The tissue-damaging inflammation associated with SR-aGVHD is thought to be initiated by alloreactive immune cells present in the HSCT allograft material that target recipient tissues as foreign, which leads to sustained and systemic immune activation. The proposed mode of action for remestemcel-L is a reduction of this pathogenic immune activation mediated by the immunomodulatory bioactivity of MSCs present in the product" (extract)
My research indicates it's not common, but it is possible for CTGTAC and ODAC to
jointly review a single BLA e.g. with Amgen's BLA for Talimogene Laherparepvec (what a mouthful) for treatment of metastatic melanoma. That was a 2015 investigational oncolytic immunotherapy designed to selectively replicate in tumors (but not normal tissue) and to initiate an immune response to target cancer cells that have metastasized. Maybe, FDA (CBER). But that wasn't done in this case. Not sure why.

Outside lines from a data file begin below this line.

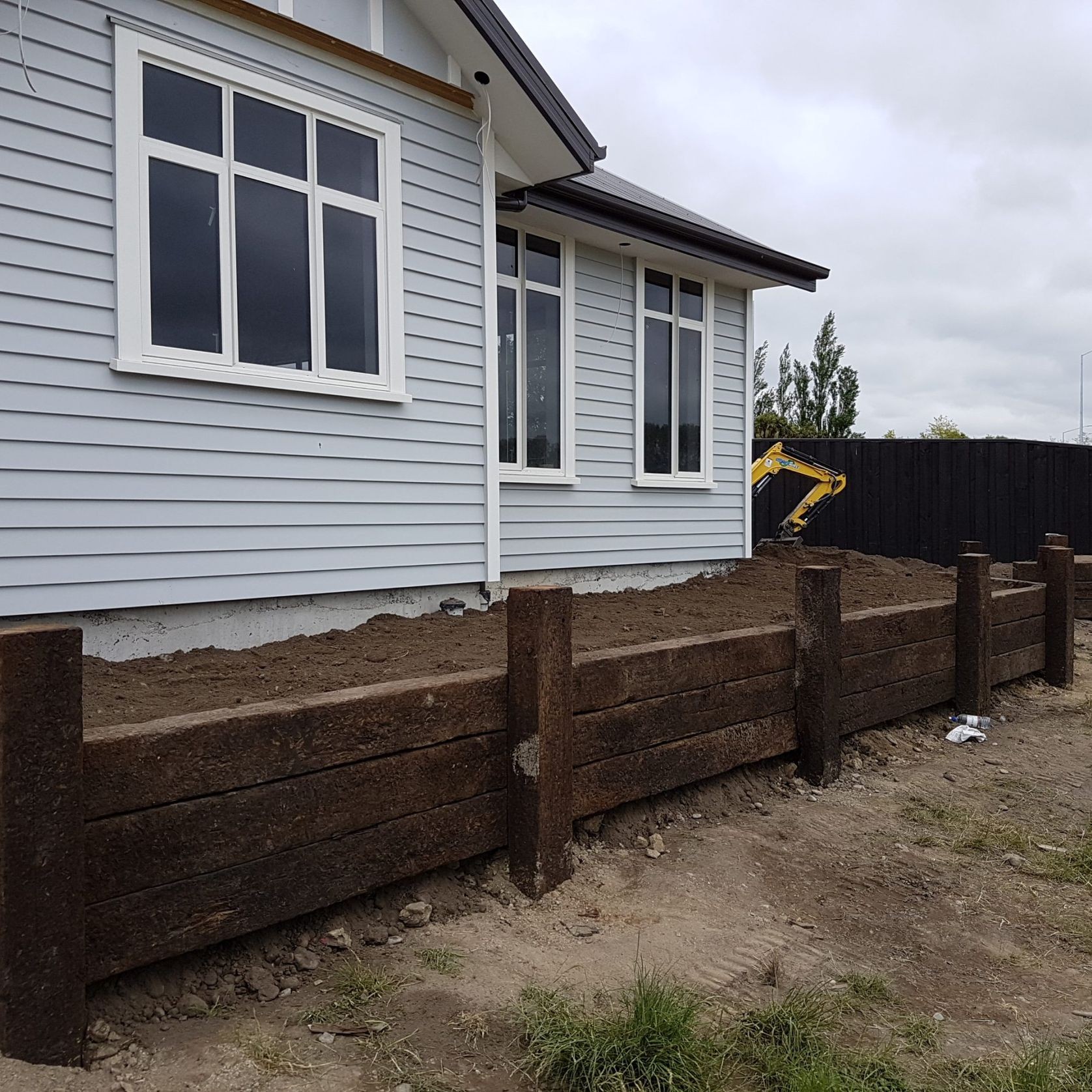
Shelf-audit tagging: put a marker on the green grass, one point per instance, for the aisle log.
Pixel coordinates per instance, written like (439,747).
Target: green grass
(442,960)
(864,990)
(355,987)
(657,1035)
(920,1035)
(1041,1067)
(791,1046)
(654,1037)
(974,831)
(1074,866)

It seems to me it was all about ruxolitinib, which is itself a Janus kinase inhibitor (i.e. an immunomodulator). As I understand it, the approval of ruxolitinib first came before ODAC in 2011 for myelofibrosis and then polycthemia vera & then was label-extended by FDA on its own to aGvHD in 2019. Ruxolitinib suppresses the immune system & ODAC had seen it previously. It seems to me that consideration must have overwhelmed any thought of getting the CTGTAC members to give Remestemcel-l their thoughts and recommendations. Otherwise, you'd have to suspect FDA (CBER) of trying to manipulate its own adcoms to get a result it wanted, for some reason.

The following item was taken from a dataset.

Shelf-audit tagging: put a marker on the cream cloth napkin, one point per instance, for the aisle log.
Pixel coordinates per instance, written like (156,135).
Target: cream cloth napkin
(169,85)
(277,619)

But that would never happen, eh.
So, circling back to the new job advertisement, I think the position description (assuming not a typo) is possibly just because aGvHD is stuck with a need to deal right now with comparison with monoclonal antibodies, JAK-2 inhibitors and other big pharma products atm. Note also, its a full-time Director position - there are people actually doing the advertised role atm in the US, albeit not at that level. Also, if we agree with Novartis that we'll stay in the same bed, we'll have to deal with Incyte and Novartis' interests in ruxolitinib - as a potential competitor - and it's always best to be prepared.
So, a cautiously optimistic and positive note from me.